Pennsylvania Elk Calves In Late June

Elk Calf  In The Rays of The Early Morning Sun
Most elk calves are born in the period from mid-May through mid-June with a few being born later. I seldom go to Pennsylvania Elk Country during the peak of the birthing period because I concentrate on whitetail fawn photography at this time, and go to elk country only after most of the fawns are born.

This year was no exception, and I didn't get there until June 19th through the 23rd.. I saw plenty of calves, but they were mostly too far for good still photography or they were in situations where it was difficult or impossible to get the camera in action.
Cow and Calf Cross Road At Woodring Viewing Area
This is mostly because the elk are very protective of the newborn calves when they are most vulnerable within the first weeks of life. Also the annual calf capture and tagging program to gather biological data is  still underway or just finished recently so the elk  may be expecting to be pursued when they see humans, which contributes to their skittishness.
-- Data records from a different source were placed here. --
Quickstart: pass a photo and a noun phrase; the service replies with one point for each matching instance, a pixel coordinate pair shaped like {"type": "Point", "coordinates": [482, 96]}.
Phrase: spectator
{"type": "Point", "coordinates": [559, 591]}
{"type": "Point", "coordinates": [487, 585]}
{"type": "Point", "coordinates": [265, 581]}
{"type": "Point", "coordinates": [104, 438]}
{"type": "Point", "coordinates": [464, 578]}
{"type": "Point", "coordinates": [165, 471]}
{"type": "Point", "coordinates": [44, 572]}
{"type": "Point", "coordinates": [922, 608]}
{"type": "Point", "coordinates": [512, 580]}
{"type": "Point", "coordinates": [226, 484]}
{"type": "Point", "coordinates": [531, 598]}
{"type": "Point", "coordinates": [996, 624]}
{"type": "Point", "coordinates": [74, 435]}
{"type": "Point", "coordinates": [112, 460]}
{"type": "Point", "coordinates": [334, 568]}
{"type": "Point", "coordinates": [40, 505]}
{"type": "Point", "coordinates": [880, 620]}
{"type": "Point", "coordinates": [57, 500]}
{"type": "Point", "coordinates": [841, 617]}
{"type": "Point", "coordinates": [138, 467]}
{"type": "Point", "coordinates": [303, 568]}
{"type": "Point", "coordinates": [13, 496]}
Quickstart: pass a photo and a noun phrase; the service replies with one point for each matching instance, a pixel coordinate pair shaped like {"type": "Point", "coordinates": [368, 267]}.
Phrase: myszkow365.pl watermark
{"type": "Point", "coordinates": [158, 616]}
Alert Cow Looks For Danger
It didn't help the calf photography either that I mostly concentrated on taking video and  spent a lot of the time in areas where one was more likely to see bachelor groups of bulls. Nonetheless,I did spend most mornings looking for  calves and it paid off on Thursday morning  when I found a nursery group and they gradually drifted my way and came close enough for good still photography.

Cow Nurses Calf
Cow And Calf Nuzzle

Cow And Calf In Early Morning Sun
As regular readers are well aware, I have not posted since October 23, 2016. When I made that post I expected to continue full-bore, but then days turned into weeks and weeks into months and it was very difficult to begin posting again.

I am not sure if I will continue to post regularly, but I do hope to make another post in the near future about the bulls I filmed and photographed during the trip and perhaps make a short video. This post is dedicated to Ron and Gail Thoma for encouraging me to continue.